March 20, 2011

School suspends long-haired Houma boy

ACLU:  La. school suspends Native American teen for long hair that's religious, cultural customA Livingston Parish school suspended a 13-year-old Native American boy who grows his hair long for cultural and religious reasons, the American Civil Liberties Union said.

Seth Chaisson of the United Houma Nation has the same right to long hair that a Christian student has to wear a cross or a Jewish boy to wear a yarmulke to school, the ACLU said. But he was repeatedly reprimanded before a two-day suspension from Juban Park Junior High in Denham Springs, ACLU executive director Marjorie Esman said Friday.

"This is not a teenage rebellious whim. This is serious religion," she said.

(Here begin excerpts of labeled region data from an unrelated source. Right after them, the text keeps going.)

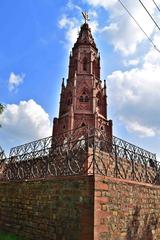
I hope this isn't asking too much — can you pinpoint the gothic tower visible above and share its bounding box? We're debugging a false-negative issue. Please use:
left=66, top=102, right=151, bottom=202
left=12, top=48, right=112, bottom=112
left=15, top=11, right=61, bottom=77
left=53, top=16, right=112, bottom=139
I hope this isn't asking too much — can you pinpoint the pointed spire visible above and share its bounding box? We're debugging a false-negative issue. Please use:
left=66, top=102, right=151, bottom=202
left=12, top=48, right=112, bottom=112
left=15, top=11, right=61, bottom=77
left=61, top=78, right=65, bottom=91
left=74, top=22, right=98, bottom=51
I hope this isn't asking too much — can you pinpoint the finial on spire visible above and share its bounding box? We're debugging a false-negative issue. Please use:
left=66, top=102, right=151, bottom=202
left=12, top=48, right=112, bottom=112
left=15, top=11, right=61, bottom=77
left=82, top=11, right=90, bottom=23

Ed Foster, supervisor of child welfare and attendance for the Livingston Parish School System, said he has scheduled a meeting next Friday with the boy's mother. He said he could not discuss the situation further, citing privacy concerns.

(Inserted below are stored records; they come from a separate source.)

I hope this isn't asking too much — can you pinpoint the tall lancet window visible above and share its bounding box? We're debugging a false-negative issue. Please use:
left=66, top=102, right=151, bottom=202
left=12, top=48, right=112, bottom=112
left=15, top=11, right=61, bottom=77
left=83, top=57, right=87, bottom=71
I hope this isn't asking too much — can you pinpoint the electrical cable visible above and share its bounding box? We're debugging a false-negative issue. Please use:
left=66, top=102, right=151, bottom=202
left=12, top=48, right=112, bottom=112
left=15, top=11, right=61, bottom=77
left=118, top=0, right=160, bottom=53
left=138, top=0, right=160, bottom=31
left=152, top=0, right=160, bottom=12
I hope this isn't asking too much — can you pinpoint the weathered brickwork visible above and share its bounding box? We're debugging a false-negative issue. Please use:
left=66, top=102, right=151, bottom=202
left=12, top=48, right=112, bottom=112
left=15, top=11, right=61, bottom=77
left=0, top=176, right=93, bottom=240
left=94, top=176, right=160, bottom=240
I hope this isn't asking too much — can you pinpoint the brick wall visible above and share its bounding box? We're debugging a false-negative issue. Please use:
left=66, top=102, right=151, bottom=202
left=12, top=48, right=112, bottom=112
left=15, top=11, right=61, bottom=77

The ACLU wants the boy's record cleared of all discipline because of his hair, and a guarantee that he won't be disciplined again for it.
Comment:  I guess Southern school districts don't read the news about other Southern school districts. The same thing happened before in Texas, and the school district inevitably lost the case.

That's what'll happen this time too. This case is even more clearcut than the previous one. That boy was only of Native descent. This boy is apparently enrolled in the United Houma Nation.

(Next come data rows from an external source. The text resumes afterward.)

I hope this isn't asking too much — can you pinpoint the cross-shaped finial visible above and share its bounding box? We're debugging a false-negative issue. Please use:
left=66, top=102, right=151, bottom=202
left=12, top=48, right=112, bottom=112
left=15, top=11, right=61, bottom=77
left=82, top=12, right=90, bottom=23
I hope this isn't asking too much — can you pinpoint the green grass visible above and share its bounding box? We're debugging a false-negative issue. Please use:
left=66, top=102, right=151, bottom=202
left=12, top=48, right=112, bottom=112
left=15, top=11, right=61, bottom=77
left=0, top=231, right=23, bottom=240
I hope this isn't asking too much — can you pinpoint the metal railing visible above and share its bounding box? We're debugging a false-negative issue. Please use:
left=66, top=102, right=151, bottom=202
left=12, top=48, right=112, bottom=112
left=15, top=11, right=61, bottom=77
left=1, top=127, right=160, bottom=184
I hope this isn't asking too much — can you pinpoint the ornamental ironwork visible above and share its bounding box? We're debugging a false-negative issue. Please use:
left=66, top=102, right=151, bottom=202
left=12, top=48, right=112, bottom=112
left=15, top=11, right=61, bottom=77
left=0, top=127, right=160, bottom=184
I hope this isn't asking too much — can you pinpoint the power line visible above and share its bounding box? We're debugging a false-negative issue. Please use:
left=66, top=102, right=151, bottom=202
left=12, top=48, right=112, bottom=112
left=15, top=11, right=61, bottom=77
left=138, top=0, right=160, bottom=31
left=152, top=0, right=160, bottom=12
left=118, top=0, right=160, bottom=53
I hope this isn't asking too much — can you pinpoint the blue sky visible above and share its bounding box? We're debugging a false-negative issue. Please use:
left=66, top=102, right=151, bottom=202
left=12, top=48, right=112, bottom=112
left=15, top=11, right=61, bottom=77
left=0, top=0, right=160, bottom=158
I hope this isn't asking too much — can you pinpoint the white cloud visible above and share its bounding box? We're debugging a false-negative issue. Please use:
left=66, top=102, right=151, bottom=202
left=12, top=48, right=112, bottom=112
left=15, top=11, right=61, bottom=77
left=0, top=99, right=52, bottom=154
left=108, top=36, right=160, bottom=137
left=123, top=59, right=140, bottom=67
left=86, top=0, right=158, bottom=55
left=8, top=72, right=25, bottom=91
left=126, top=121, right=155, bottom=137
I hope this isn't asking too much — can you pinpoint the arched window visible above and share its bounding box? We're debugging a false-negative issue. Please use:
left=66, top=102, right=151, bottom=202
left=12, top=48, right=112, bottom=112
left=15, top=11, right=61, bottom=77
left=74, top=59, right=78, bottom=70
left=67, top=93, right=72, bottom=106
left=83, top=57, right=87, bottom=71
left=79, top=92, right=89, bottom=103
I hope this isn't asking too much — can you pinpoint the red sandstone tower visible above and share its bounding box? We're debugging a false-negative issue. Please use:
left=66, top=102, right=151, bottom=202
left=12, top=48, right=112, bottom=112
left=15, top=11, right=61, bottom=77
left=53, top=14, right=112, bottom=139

For more on the subject, see Court Rules for Long-Haired Boy, School Needs to Regulate Hair?, and Long Hair = Religious Freedom.

1 comment:

Anonymous said...

Yeah, there's plenty of precedent against this sort of discrimination.

My image of a school dress code is one which tends to have modesty (i.e., no halter tops or things of that nature) and doesn't allow drug-related, sexually explicit, or gang-related (including racist and other terrorist groups) wear.